Si elle n’a pas été exercée pendant la minorité de l’enfant, celui-ci peut encore l’exercer pendant les deux années qui suivent sa majorité.
Dans les deux cas prévus ci-dessus, le titulaire de l’action peut être relevé de la déchéance encourue lorsqu’il y a eu impossibilité matérielle ou morale d’agir endéans les délais prévus.»

En résumé: les enfants naturels voyaient leur action en recherche de paternité cantonnée à deux délais de prescription fermes de deux années prenant cours d’une part à partir de la naissance de l’enfant et d’autre part à partir du jour de sa majorité, là où les enfants légitimes bénéficiaient de imprescriptibilité de leur action en réclamation d’état.

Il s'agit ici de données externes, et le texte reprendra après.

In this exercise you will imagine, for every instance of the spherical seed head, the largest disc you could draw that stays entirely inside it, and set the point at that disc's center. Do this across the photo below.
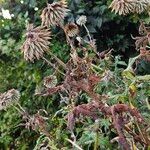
(124, 7)
(8, 98)
(71, 29)
(82, 20)
(54, 13)
(50, 81)
(37, 42)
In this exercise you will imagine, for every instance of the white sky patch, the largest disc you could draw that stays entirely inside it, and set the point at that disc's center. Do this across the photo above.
(6, 14)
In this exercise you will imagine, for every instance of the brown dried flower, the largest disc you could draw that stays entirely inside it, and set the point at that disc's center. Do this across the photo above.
(144, 40)
(8, 98)
(54, 13)
(50, 81)
(71, 29)
(124, 7)
(37, 41)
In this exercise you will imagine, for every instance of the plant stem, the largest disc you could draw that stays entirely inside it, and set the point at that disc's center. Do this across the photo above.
(96, 142)
(74, 144)
(52, 65)
(58, 60)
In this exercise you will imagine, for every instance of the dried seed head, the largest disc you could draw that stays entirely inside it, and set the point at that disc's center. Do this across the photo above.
(71, 29)
(82, 20)
(141, 6)
(8, 98)
(50, 81)
(124, 7)
(37, 41)
(54, 13)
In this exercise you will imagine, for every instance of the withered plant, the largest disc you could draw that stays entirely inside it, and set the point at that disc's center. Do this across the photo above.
(85, 70)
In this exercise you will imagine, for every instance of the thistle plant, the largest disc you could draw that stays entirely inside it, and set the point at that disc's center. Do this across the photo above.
(86, 70)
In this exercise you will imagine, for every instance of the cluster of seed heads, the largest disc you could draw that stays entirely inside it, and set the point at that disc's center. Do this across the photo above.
(124, 7)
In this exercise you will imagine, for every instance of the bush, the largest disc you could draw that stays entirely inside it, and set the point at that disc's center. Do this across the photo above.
(74, 95)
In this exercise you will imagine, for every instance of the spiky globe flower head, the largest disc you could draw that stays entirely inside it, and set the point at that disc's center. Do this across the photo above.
(54, 13)
(71, 29)
(124, 7)
(50, 81)
(8, 98)
(82, 20)
(37, 42)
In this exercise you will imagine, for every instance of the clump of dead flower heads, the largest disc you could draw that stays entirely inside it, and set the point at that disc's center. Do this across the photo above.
(123, 7)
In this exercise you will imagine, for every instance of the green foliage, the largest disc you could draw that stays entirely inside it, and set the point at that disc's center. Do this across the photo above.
(16, 73)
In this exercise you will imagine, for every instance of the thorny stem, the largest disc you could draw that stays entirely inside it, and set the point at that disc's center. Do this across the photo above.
(140, 131)
(96, 141)
(52, 65)
(74, 144)
(88, 32)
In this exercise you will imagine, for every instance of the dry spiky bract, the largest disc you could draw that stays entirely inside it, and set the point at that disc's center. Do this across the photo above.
(124, 7)
(37, 42)
(50, 81)
(71, 29)
(82, 20)
(143, 40)
(54, 13)
(8, 98)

Saisie de la question de la constitutionnalité de l’article 340-4 du Code civil par rapport à l’article 329 du même code, au regard de l’article 10bis de la Constitution qui dispose que «tous les luxembourgeois sont égaux devant la loi», la Cour d’appel n’a eu d’autre choix que de saisir la Cour constitutionnelle.

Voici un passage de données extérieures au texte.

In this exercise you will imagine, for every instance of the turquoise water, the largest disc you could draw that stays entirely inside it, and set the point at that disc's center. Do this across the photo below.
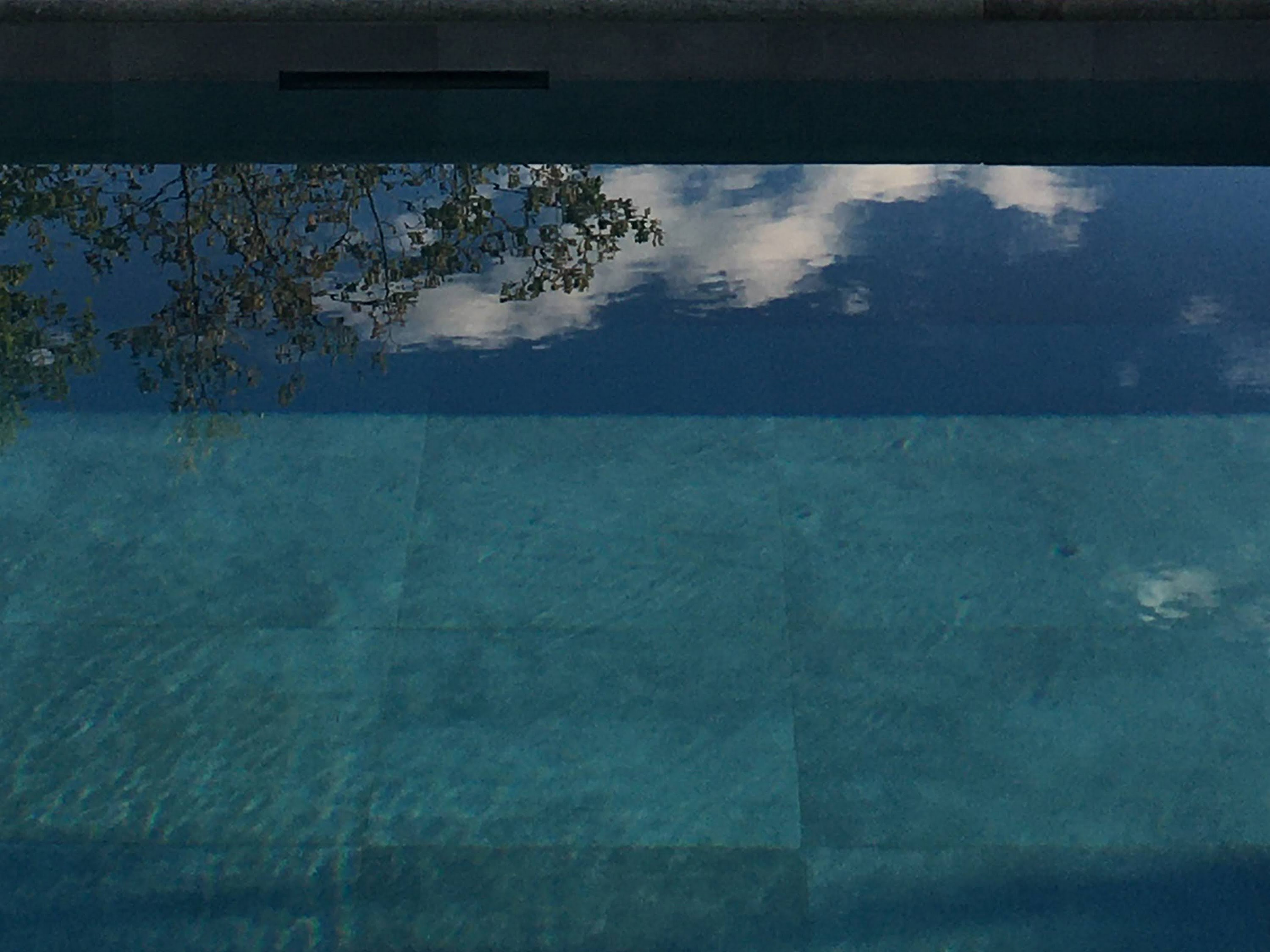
(872, 559)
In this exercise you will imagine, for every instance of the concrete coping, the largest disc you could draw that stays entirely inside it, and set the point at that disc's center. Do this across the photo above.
(634, 11)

Par son arrêt, la Cour constitutionnelle en a conclu que

«Considérant, dès lors, que la différence de régime instituée entre les articles 329 et 340-4. du code civil quant au délai d’introduction des actions y respectivement réglées n’est pas rationnellement justifiée ni adéquate ni proportionnée au but de la loi;
D’où il suit que l’article 340-4. combiné à l’article 329 du code civil n’est pas conforme à l’article 10bis, paragraphe 1er, de la Constitution dans la mesure où il limite le délai d’introduction de l’action de l’enfant qui tend à établir la paternité naturelle à deux ans à partir de sa naissance, sinon à deux ans à partir de sa majorité;
Considérant que le principe d’égalité, au regard des situations comparables en cause, commande d’aligner le délai prévu à l’article 340-4. du code civil, régissant l’action en recherche de la paternité naturelle sur celui prévu à l’article 329 du code civil édictant l’imprescriptibilité de l’action en réclamation d’état d’enfant légitime dans le chef de l’enfant, ceci au vu de l’objectif du législateur d’éliminer «les discriminations existantes entre les différentes catégories de filiation»»

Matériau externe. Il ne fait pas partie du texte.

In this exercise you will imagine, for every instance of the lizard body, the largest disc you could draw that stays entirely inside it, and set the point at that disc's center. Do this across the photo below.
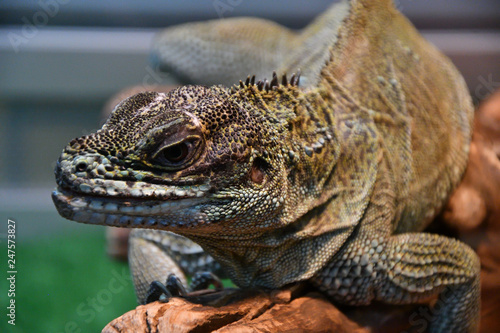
(330, 181)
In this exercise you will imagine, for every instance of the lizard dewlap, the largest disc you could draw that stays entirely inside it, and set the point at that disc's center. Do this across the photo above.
(330, 179)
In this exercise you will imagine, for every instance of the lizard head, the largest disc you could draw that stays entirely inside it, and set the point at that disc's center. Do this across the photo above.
(193, 157)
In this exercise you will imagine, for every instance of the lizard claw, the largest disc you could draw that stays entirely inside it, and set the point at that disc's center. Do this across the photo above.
(202, 280)
(163, 292)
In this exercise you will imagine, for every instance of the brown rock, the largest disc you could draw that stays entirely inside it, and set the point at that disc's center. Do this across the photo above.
(474, 208)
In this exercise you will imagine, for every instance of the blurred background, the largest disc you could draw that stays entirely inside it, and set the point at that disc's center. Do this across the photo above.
(61, 60)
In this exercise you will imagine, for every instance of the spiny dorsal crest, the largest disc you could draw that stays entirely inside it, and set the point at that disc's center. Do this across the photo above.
(265, 85)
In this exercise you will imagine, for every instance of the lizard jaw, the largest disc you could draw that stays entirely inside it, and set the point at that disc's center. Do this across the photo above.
(128, 212)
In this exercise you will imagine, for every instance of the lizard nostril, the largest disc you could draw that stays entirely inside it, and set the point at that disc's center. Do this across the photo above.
(81, 166)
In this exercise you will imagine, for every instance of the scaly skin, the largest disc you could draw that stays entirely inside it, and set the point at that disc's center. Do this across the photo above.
(329, 181)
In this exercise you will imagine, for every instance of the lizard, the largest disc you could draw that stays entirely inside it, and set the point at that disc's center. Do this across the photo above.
(330, 181)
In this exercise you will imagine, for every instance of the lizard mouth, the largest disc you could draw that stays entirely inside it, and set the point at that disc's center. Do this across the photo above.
(129, 207)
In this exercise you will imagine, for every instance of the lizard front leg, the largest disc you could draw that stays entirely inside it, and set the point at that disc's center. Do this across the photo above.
(154, 255)
(407, 268)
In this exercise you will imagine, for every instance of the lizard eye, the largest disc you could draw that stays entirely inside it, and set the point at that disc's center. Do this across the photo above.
(177, 155)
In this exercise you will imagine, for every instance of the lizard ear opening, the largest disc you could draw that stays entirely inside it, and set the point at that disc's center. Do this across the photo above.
(258, 171)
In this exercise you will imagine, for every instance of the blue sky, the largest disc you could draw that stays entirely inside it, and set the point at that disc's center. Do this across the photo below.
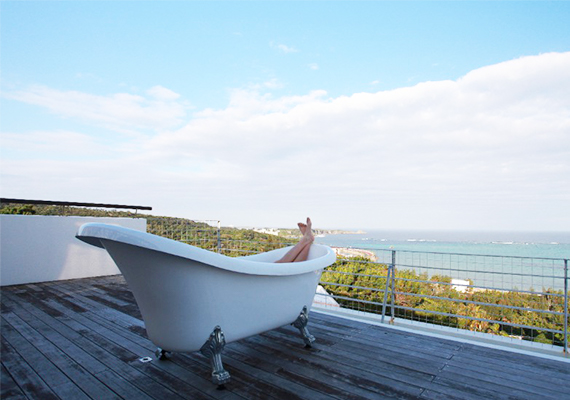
(432, 115)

Par conséquent, la Cour constitutionnelle a donc ordonné qu’il y a lieu d’aligner le délai d’introduction prévu à l’article 340-4. du code civil à celui prévu à l’article 329 du code civil et édictant l’imprescriptibilité de l’action de l’enfant.

Voilà une égalité de traitement qui est clairement rétablie et qui permet dorénavant aux enfants naturels touchés par la forclusion de leur action en recherche de paternité, de recouvrer leur droit à faire établir judiciairement leur filiation paternelle.

 

Comments are closed.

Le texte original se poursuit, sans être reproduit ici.